Milo,
I would second Kyle's suggestion about trying get performance to an
expected level for 1 client and 1 server.
Does your RAID hardware tell you what i/o request size is best for
it? Then set FlowBufferSizeBytes to that as well as max_sectors_kb in
the directory listed below.
where X is the letter(s) of your device:
/sys/block/sdX/queue has parameters you can tweak to change for
tuning the block device.
mounting xfs with noatime and nobarrier gives us the best
performance for our SAN.
you could also try the directio trove back-end but if your RAID
hardware has a high IOP count then maybe that won't help.

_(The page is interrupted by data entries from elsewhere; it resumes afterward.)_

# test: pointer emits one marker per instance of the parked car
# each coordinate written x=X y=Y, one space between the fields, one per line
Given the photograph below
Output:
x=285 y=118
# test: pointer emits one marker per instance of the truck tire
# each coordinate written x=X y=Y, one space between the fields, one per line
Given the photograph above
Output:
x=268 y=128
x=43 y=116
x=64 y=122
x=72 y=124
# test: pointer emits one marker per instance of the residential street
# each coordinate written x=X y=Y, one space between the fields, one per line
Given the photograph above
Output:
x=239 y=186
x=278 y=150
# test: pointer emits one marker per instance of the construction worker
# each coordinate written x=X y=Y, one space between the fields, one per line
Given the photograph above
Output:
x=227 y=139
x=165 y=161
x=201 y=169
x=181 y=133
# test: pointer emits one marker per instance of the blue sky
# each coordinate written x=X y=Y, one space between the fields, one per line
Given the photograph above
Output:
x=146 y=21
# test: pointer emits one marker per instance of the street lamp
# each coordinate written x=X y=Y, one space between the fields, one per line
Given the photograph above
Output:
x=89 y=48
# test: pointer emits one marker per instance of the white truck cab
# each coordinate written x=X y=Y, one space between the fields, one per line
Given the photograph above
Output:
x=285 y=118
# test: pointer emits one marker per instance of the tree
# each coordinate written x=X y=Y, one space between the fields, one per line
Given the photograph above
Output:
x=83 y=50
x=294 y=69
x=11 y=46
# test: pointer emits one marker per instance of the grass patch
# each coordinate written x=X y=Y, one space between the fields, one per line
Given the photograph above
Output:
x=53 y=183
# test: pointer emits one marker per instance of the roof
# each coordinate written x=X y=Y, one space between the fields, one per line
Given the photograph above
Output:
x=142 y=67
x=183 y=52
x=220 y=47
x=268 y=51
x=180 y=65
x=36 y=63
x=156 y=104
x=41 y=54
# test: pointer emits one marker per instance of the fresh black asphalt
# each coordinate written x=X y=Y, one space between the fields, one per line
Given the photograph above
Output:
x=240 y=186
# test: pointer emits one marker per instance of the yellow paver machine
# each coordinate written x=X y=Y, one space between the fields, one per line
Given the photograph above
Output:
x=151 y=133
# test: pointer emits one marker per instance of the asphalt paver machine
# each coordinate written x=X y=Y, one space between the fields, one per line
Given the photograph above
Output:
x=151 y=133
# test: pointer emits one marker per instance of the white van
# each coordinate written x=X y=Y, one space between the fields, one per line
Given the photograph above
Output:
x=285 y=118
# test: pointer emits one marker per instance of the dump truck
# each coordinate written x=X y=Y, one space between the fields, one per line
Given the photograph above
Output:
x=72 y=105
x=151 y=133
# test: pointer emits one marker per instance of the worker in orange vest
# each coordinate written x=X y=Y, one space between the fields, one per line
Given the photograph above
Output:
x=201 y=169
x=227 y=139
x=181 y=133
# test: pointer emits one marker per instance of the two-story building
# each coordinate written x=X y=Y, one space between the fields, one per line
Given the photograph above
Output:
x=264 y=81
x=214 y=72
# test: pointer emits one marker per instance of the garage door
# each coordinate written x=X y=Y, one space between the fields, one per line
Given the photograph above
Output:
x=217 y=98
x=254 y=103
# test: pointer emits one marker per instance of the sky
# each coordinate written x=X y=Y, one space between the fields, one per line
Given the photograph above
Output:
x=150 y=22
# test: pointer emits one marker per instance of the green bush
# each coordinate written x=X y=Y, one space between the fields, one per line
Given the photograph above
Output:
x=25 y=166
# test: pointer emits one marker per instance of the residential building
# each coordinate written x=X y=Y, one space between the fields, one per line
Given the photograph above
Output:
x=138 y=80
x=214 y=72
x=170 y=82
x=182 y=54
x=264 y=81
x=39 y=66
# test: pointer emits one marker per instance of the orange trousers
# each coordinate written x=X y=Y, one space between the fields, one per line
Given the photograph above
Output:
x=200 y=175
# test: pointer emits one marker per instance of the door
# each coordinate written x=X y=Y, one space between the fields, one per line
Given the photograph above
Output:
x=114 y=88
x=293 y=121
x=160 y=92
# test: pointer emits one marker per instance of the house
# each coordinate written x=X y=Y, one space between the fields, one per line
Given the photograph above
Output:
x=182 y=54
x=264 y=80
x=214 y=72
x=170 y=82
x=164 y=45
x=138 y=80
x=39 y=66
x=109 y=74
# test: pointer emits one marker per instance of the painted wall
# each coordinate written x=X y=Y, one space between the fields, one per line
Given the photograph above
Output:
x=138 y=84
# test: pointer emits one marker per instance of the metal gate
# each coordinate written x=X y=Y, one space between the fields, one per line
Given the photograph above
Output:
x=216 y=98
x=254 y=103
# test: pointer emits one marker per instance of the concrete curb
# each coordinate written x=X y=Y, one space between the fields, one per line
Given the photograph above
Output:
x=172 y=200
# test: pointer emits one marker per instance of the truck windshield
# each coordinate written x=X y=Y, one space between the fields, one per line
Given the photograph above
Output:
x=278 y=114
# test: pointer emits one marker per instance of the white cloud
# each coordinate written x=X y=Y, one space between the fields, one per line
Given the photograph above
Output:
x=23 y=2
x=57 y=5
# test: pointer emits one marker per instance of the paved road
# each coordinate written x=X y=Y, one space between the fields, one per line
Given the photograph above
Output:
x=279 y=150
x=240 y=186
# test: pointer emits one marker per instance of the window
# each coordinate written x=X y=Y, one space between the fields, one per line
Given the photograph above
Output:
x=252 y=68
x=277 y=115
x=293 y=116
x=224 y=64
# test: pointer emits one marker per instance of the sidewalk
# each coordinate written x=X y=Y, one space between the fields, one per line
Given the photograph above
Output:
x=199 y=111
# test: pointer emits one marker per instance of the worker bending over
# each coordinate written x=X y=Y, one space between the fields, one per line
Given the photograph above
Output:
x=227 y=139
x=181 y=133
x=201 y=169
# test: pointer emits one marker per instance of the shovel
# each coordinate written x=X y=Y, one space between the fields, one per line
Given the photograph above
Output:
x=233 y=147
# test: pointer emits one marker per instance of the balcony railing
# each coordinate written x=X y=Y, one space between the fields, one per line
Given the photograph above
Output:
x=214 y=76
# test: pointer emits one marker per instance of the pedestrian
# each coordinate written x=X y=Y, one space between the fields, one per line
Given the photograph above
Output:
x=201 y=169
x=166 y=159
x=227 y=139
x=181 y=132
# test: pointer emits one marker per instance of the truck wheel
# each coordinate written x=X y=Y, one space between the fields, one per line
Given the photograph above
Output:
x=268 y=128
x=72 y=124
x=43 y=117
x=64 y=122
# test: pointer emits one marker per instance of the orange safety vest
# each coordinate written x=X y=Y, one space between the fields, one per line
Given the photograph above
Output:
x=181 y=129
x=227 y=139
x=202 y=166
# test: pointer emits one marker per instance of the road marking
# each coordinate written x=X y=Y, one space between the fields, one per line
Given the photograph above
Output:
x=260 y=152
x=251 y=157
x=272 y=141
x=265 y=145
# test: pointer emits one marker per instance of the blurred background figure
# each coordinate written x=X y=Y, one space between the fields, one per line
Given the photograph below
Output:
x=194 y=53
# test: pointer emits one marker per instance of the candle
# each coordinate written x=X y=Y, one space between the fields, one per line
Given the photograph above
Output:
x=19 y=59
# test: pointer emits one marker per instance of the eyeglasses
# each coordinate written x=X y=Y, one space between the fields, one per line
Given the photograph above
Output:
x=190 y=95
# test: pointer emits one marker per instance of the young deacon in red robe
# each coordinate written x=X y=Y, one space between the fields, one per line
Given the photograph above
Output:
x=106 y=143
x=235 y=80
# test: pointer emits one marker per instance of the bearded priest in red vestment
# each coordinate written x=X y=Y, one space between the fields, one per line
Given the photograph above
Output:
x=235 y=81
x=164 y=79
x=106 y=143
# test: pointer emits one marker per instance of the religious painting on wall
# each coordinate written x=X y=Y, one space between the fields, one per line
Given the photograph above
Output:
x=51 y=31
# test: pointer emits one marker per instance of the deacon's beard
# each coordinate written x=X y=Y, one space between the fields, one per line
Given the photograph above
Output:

you might try this for your networking...?
/etc/sysctl.conf
net.core.rmem_max = 16777216
net.core.wmem_max = 16777216
net.core.optmem_max = 524287
net.core.netdev_max_backlog = 300000
net.ipv4.tcp_rmem = 4096 87380 16777216
net.ipv4.tcp_wmem = 4096 87380 16777216
net.ipv4.tcp_timestamps = 0
net.ipv4.tcp_sack = 1
net.ipv4.tcp_rmem = 4096 87380 16777216
net.ipv4.tcp_wmem = 4096 87380 16777216
net.ipv4.tcp_low_latency = 0
net.ipv4.tcp_window_scaling = 1
net.ipv4.tcp_moderate_rcvbuf = 1
net.ipv4.route.flush = 1
net.ipv4.tcp_rfc1337=1
you definitely want jumbo frames if all your hardware supports it.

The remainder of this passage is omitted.